How to Draw Up a Budget

Keeping on top of your savings can be a challenging process. Juggling debts, repayments and everyday expenses can leave you exhausted and unsure of where you stand financially. You aren’t alone in this scenario. In fact, the BT Australian Financial Health Index found that 32 per cent of Australians worry about being able to meet necessary living payments from month to month.

However, you needn’t feel overwhelmed. A budget is one of the most effective ways to help you understand where your hard-earned money is going. In essence, it clarifies what you can and can’t afford. Think of it like a map: It provides a clear picture of your financial landscape and highlights any roadblocks that you will need to overcome, while drawing a path towards your financial goal.

By keeping these steps in mind, you can formulate and use your budget to steer your fiscal dreams in the right direction.

Write Down All Your Expenses

The first step towards preparing a budget is to determine how you are spending your money. It’s useful to set down a timeframe for this. By collecting bank and credit card statements, receipts and bills, you can pin point how much money is going out of your savings account with relative accuracy. Of course, while there will likely be a number of fixed costs that you pay on an ongoing basis – insurance fees, rent and home or car loans, for example – but costs for things like petrol and entertainment will vary.

Honesty is the best policy in this scenario. You can estimate your expenditure for a given period, but don’t forget about small or infrequent payments. Many people make the mistake of leaving these expenses off their list, but you should include any and all outgoing sums.

There are some great resources available to help you achieve this. Whether it’s your favourite mobile app, or by spending a few minutes with our simple to use Budget Planner Calculator, you can figure out where your money is going – and where it can be saved.

List your income sources

Write a list of all your current and possible sources of income, including any gifts from parents, benefits you might receive, as well as your salary or income from investment properties. It’s important to be as accurate as possible – if you’re self-employed or have an irregular paycheck, use your judgement. Your tax returns or business statements can also be a good guide, as these documents typically display your earnings.

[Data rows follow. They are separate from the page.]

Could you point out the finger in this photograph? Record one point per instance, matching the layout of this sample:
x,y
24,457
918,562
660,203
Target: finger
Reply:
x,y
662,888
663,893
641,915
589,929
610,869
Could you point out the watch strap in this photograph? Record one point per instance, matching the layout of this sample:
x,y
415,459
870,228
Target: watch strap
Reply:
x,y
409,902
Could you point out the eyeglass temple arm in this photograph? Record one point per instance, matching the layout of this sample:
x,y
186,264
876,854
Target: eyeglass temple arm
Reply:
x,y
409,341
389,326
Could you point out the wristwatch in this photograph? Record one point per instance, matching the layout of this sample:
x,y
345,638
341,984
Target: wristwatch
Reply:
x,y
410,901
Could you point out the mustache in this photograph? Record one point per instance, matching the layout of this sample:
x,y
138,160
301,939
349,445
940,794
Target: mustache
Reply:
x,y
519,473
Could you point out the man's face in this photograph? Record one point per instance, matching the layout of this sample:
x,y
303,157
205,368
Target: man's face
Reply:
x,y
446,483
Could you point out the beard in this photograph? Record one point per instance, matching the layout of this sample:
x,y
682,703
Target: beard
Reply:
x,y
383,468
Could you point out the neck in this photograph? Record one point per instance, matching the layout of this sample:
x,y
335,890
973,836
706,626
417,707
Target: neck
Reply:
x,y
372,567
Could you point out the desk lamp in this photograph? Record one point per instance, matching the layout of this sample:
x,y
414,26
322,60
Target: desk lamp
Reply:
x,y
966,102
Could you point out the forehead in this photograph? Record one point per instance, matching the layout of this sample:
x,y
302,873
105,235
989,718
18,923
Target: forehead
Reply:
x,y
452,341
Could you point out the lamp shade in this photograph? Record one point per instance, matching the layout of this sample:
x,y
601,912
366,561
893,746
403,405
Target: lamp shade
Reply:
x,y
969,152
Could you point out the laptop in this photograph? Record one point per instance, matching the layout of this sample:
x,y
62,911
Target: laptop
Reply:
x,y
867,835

Balance expenditure and income

Once you have determined how much you spend and earn, you can then compare the two. It can be quite a sobering experience, especially if your expenditure outweighs your income by a fair margin. Given that 56 per cent of Australians aren’t saving as much as they would like according to the BT index, this comparison gives your the perfect opportunity to start thinking about how you can improve your money habits, work out your priorities – and figure out what you can do without.

To help you manage your money, make periodic payments on time – such as internet, mobile phone and utility bills – or simply save for an important event, speak to the team of professionals at Police Bank for our range of special saving accounts.

With a little elbow grease and a few calculations, your budget can help you work towards your savings goal in no time at all.